En 1891, au septième Salon des Indépendants, Rousseau, dit le Douanier, expose sa première jungle, à la végétation convulsive et aux merveilleuses couleurs : "Du rouge au vert tout le jaune se meurt". Deux éclairs blancs comme un fil de coton rayent un ciel finement tissé de pluie lavande. Un tigre arc-bouté, tous crocs dehors, s'apprête à bondir. "Surpris !" tel est le titre du tableau, mais le spectateur ne parvient pas à savoir si c'est le félin qui est surpris ou sa proie, qui est hors du tableau. Ce qui est sûr, en revanche, c'est que les critiques l'auront été, surpris, par cette peinture féroce et flamboyante, puisque, excepté Valloton, qui l'admire – "c'est un terrible voisin, il écrase tout. Son tigre surprenant à voir, c'est l'alpha et l'oméga de la peinture", écrit-il –, ils ne trouveront, pour s'en défendre, qu'à s'en moquer. Le destin, toujours ironique, pour compenser cet accueil malveillant, lui accorde une Médaille d'Argent de la Ville de Paris, qui en réalité, était destinée à récompenser un autre Rousseau. N'avoir pas de nom propre a parfois d'heureux résultats. Ironique mais aussi obstiné, quelque treize ans plus tard, le destin fera obtenir au peintre des forêts tropicales aux végétations fantaisistes, grâce à une nouvelle erreur de nom, les Palmes académiques. Il portera dès lors à la boutonnière la discrète rosette violette et fera figurer la couronne officielle sur ces cartes de visite.
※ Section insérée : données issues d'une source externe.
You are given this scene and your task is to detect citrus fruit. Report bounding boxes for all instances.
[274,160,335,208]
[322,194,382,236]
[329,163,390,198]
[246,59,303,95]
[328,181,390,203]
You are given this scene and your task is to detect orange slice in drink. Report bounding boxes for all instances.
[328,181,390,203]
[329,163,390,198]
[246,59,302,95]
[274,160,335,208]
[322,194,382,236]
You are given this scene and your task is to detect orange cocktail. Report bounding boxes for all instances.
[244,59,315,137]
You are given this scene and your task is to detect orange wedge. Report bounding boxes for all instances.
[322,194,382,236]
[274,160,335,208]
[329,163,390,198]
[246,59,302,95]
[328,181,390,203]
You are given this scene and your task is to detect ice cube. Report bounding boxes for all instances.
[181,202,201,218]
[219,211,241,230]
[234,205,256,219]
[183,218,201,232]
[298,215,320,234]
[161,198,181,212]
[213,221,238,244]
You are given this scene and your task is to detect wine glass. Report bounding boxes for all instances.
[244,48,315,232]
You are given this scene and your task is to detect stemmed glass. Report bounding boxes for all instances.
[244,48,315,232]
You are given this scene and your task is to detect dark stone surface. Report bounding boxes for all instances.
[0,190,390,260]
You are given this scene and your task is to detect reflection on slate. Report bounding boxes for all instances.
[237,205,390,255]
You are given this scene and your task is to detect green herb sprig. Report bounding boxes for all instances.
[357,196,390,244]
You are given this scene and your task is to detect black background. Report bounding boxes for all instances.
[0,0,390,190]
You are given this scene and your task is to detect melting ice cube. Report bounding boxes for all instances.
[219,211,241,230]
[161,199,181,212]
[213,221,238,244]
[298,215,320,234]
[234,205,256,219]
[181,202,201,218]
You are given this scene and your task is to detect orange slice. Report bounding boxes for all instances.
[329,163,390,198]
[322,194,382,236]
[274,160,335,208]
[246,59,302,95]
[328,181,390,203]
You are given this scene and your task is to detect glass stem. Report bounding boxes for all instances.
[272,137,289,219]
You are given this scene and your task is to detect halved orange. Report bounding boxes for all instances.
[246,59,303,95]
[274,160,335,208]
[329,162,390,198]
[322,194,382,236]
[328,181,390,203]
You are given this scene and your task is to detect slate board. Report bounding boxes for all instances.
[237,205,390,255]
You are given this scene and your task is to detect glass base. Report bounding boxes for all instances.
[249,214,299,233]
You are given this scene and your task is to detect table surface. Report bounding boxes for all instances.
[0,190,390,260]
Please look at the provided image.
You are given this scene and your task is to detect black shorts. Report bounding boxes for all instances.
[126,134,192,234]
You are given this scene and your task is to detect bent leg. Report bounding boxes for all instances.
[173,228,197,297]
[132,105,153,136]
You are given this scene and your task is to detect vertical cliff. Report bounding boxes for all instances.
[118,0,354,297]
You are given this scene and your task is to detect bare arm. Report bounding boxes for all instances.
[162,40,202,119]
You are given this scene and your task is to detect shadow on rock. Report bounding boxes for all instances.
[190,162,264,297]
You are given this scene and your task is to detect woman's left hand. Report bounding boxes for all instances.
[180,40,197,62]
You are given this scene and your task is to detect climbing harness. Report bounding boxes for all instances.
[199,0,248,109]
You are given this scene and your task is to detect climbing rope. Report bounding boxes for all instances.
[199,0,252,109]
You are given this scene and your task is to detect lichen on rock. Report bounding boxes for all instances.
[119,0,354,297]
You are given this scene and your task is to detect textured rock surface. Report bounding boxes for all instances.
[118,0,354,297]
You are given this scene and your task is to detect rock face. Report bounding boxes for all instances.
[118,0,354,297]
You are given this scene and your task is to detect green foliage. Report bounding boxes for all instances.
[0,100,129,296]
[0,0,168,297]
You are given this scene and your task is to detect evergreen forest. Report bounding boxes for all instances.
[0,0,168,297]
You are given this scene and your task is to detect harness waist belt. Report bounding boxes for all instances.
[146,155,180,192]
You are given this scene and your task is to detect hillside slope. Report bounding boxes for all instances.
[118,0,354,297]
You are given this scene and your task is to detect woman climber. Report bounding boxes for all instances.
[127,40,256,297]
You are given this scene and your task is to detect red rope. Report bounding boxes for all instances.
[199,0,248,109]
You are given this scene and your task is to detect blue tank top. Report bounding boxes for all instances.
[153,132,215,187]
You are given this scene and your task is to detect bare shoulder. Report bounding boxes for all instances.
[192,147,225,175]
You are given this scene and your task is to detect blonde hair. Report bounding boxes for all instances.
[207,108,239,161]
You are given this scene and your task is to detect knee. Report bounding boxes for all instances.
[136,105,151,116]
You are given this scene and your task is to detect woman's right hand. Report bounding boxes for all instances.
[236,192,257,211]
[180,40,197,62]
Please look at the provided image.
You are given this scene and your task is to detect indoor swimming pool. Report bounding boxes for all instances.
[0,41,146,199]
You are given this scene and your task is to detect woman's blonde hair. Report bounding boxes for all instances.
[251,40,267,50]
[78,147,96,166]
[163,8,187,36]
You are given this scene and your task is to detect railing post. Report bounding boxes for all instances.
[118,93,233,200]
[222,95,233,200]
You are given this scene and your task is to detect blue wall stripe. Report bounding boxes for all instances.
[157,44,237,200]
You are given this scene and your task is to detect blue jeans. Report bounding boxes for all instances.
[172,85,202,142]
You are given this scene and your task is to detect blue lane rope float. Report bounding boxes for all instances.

Il a goût de la décoration, ce qui est la moindre des choses pour un peintre. On a tout dit sur son autoportrait en gloire, intitulé tout bonnement "Moi-même", qu'il accompagne de la mention du genre qu'il invente, le "portrait-paysage" : qu'il s'était représenté en pied comme il était d'usage de le faire pour les grands de ce monde ; qu'en regard des badauds se divertissant au spectacle du voilier amarré au quai et qui ne lui arrivent pas à la cheville, il fait figure de géant ; qu'il a le premier peint la Tour Eiffel qui vient tout juste d'être achevée ; que, sur sa palette, il a écrit le nom de ses deux épouses, Clémence et Joséphine ; que les vingt-six drapeaux du bateau semblent autant de toiles et ses tableaux, par conséquent, autant de pavillons de l'art moderne. Mais qu'a-t-on dit de ce modeste insigne, un macaron bleu circonscrivant une sorte de palme ou de fougère blanche, qu'il arbore à sa boutonnière, et qui met une note de fraîcheur dans son sévère costume noir. Décoration réelle ou inventée ? Je préfère la croire inventée. L'artiste conscient de sa valeur, mais moqué par la critique, s'est attribué lui-même, d'autorité, cette distinction, anticipant ainsi sur une reconnaissance dont il était convaincu que l'avenir la lui ferait obtenir.      

                                                                                            Gérard Farasse

Extrait de Collection particulière, Bazas, éditions Le Temps qu'il fait, 2010 (p. 27-28).